Statistical analysis
Results are shown as values of mean ± SD. Statistical analyses were performed using Student’s t test to determine p values.
Results
Epigenetic identification of ROR2 as a methylated candidate TSG
We performed methylation-sensitive representational difference analysis (MS-RDA) [27] of an NPC cell line and its demethylated counterpart with Aza treatment and identified ROR2 as a methylated candidate TSG (Fig. 1a). We then examined the expression profile and methylation status of ROR2 in multiple normal and tumor cell lines. ROR2 is widely expressed in all normal human adult and fetal tissues as well as immortalized normal cell lines (Fig. 1b, c), but silenced or downregulated in multiple carcinoma cell lines including nasopharyngeal (NPC), esophageal (ESCC), lung, gastric, hepatocellular (HCC), colorectal (CRC), and breast carcinomas (Fig. 1c). To study the epigenetic regulation of ROR2 silencing, we first applied 5′-RACE to define its transcriptional start site, which is found to be 65-bp ahead of the first base of the ROR2 cDNA sequence (NM_004560) in genome database (Fig. 1a). The ROR2 promoter contains a typical CpG island (CGI) and we thus investigated its methylation status. By methylation-specific PCR (MSP), promoter methylation of ROR2 was detected in tumor cell lines with silenced ROR2 but not in any normal cell line (Fig. 1c; Table 1), which was further confirmed by detailed methylation analysis with bisulfite genomic sequencing (BGS) (Supplementary Fig. S1A).
Fig. 1.
ROR2 is frequently silenced by promoter CpG methylation in multiple carcinomas. a Schematic structure of the ROR2 CpG island. The hypermethylated fragment identified by MS-RDA (indicated with a thick bar), 5′-RACE fragment, exon 1, CpG sites (short vertical lines), MSP sites and BGS region analyzed are shown.
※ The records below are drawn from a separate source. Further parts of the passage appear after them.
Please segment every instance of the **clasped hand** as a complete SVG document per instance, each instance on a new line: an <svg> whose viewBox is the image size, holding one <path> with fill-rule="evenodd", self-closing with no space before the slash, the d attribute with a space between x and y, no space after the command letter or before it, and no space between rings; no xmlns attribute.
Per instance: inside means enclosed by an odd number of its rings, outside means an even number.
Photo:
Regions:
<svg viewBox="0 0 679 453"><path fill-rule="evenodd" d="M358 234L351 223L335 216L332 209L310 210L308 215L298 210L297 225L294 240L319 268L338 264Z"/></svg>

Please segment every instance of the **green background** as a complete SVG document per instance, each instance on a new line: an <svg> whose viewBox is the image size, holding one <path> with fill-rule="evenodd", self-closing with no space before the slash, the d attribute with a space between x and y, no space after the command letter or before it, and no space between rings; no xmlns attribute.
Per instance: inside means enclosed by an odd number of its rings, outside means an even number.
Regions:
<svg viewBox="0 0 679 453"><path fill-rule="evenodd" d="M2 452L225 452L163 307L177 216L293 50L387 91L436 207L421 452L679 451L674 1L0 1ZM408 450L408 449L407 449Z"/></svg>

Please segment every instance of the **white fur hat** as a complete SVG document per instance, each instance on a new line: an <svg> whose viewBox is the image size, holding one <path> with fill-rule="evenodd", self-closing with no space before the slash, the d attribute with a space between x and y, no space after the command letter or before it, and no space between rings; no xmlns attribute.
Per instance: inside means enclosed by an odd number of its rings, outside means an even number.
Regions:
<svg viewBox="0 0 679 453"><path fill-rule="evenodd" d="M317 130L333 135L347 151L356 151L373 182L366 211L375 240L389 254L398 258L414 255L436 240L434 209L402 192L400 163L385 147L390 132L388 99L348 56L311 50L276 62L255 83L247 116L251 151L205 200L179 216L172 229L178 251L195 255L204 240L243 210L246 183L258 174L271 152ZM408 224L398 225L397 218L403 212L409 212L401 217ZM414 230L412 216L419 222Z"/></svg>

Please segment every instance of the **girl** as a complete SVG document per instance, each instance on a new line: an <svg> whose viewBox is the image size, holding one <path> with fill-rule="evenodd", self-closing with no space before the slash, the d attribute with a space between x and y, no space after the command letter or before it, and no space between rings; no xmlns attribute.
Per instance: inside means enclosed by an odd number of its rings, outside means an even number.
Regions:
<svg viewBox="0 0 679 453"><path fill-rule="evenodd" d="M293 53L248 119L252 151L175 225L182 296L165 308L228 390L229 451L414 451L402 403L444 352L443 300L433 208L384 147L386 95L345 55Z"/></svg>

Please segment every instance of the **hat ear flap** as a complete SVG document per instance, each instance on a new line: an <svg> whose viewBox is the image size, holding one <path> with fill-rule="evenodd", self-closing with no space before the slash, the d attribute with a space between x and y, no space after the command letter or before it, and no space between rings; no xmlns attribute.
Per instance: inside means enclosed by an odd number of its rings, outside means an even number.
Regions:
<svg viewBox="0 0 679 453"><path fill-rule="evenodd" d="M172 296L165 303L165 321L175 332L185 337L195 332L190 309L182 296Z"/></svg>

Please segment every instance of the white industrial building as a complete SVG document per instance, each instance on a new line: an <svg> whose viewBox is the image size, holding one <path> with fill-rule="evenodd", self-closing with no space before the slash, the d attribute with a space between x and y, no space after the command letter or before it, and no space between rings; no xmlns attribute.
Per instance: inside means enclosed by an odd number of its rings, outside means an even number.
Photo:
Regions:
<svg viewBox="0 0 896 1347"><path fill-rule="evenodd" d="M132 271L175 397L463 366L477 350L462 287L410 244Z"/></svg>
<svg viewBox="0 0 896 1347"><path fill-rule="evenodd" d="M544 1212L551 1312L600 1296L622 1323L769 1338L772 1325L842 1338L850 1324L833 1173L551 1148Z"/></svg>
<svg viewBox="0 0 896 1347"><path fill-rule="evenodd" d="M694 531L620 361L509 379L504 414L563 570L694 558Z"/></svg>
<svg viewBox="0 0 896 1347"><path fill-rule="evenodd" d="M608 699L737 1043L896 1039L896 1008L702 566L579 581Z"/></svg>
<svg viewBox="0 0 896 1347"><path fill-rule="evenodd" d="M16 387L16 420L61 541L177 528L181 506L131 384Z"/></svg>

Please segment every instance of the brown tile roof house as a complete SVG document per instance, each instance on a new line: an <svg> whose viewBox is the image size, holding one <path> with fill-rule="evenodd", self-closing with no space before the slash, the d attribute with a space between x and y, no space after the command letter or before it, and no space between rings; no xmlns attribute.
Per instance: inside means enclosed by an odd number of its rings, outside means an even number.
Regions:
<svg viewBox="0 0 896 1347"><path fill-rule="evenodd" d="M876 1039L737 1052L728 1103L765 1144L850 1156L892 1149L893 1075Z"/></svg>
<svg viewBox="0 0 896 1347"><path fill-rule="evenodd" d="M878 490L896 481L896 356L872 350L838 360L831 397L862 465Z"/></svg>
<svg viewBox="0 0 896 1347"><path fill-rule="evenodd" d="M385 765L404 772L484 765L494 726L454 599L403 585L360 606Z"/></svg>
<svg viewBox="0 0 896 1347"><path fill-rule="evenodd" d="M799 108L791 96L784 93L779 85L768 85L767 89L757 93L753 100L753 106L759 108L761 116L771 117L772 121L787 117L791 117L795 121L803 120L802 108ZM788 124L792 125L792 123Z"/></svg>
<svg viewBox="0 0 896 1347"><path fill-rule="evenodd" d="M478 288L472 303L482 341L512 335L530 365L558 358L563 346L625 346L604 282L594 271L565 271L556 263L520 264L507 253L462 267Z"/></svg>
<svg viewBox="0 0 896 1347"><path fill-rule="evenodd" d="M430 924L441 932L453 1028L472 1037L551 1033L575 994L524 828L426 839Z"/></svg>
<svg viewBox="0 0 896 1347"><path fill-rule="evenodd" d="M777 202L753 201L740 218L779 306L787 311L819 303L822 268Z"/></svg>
Transcription start site is indicated by a curved arrow. b ROR2 is broadly expressed in human normal adult tissues, PBMCs, and fetal tissues, with GAPDH as a control. Sk.M skeleton muscle, BM bone marrow, L.N. lymph node. c ROR2 is frequently silenced and methylated in multiple carcinoma cell lines, but expressed and unmethylated in immortalized but non-transformed epithelial cell lines (names underlined). d Pharmacologic demethylation with Aza alone or combined with TSA (A + T) restored ROR2 expression in methylated/silenced tumor cell lines. Ca carcinoma, NPC nasopharyngeal carcinoma, ESCC esophageal carcinoma, HCC hepatocellular carcinoma, CRC colorectal cancer, M methylated, U unmethylated
Table 1.
Summary of ROR2 methylation in tumors and normal tissues
| Cell lines (% methylated) | Tumors (% methylated) | |
|---|---|---|
| Carcinoma | ||
| Nasopharyngeal | 100 (5/5) | 72 (21/29) |
| Esophageal | 56 (5 + 5 w/18) | 76 (13/17) |
| Lung | 50 (4/8) | |
| Gastric | 56 (9/16) | 77 (40/52) |
| Hepatocellular | 54 (5 + 2 w/13) | 54 (20/37) |
| Colorectal | 63 (4 + 1 w/8) | 64 (7/11) |
| Breast | 78 (7/9) | 47 (9/19) |
| Immortalized normal epithelial cell lines | ||
| NP69, NE1, NE3 | 0 (0/3) | |
| Normal epithelial cell lines | ||
| Het-1A, HMEC, HMEpC, CCD841-CoN | 0 (0/4) | |
| Surgical margin tissues of tumors | ||
| Esophageal tissues | 18 (3/17) | |
| Normal tissues | ||
| Normal nasopharyngeal tissues | 11 (1 w/9) | |
| Normal breast tissues | 14 (1/7) | |
W weak methylation
ROR2 expression in methylated and silenced cell lines could be restored by treatment with the DNA methyltransferase inhibitor Aza, alone or combined with histone deacetylase inhibitor trichostatin A (Fig. 1d). BGS analysis further confirmed the pharmacological demethylation of ROR2, concomitantly with decreased methylated and increased unmethylated promoter alleles (Supplementary Fig. S1C). These results suggest that promoter methylation directly mediates ROR2 silencing in tumor cells.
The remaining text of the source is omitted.